Two A-10s depart to continue a mission after receiving fuel from a KC-135 Stratotanker assigned to the 447th Air Expeditionary Group over Syria, Dec. 1, 2017. Air Force photo by SSgt. Paul Labbe.
More than 300 airmen and A-10s from the 74th Fighter Squadron are returning to Moody AFB, Ga, after a deployment that saw the Warthogs provide close air support for US-backed fighters in an intense urban fight against ISIS.
The A-10s and airmen deployed to Incirlik AB, Turkey, in July and immediately began flying air support missions in Iraq and Syria. For about three months of the deployment, the A-10s were focused on fighting in ISIS’s self-proclaimed capital of Raqqa, Syria, where they faced a new challenge of flying close air support to help friendly forces in an urban center with large buildings.
“It was a difficult location to work in and we faced some situations that we have not dealt with before we arrived here,” Maj. Matthew Cichowski, 74th Expeditionary Fighter Squadron director of operations, said in an Air Force release.
A-10 pilots had to “get creative to figure out ways to strike targets at the bottom of these five story buildings,” 74th EFS Commander Lt. Col. Craig Morash said in the release.

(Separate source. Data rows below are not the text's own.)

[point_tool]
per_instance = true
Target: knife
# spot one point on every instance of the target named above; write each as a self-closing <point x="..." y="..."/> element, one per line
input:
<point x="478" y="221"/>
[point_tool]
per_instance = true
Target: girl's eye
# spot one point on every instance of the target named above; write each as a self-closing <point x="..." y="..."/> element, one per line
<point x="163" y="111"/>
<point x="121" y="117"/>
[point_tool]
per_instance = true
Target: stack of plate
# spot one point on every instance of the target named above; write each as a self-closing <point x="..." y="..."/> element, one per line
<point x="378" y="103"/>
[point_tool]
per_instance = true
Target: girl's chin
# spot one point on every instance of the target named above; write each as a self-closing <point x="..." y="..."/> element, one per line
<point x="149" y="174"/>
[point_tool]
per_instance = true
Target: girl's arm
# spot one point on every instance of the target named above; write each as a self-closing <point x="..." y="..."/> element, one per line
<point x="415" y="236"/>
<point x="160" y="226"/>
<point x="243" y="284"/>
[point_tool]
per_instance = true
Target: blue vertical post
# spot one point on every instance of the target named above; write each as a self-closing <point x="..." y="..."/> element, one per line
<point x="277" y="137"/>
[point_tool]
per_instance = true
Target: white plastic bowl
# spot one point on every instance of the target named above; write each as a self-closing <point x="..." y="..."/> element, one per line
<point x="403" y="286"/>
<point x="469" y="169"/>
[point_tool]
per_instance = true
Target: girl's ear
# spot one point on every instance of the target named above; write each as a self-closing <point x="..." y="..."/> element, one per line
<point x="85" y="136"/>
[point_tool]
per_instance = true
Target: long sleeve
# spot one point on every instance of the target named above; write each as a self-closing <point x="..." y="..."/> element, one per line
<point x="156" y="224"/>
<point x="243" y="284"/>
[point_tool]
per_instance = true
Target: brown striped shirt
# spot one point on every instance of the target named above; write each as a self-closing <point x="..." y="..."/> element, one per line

In an interview with Air Force Magazine, Morash said that while A-10 pilots generally train for two-hour sorties, the squadron averaged 7.4 hour missions when they first arrived in theater.
“As A-10 guys, we train to non-linear battles as well as linear battles, but urban conflict, at least in this form, was kind of the first time anybody had ever seen it before,” he said.
The squadron’s A-10s dropped about 44 percent of the weapons in the Raqqa area for the first two and a half months of the battle, Morash said. During the deployment, US-backed Syrian Democratic Forces liberated the city with the help of thousands of US and coalition airstrikes.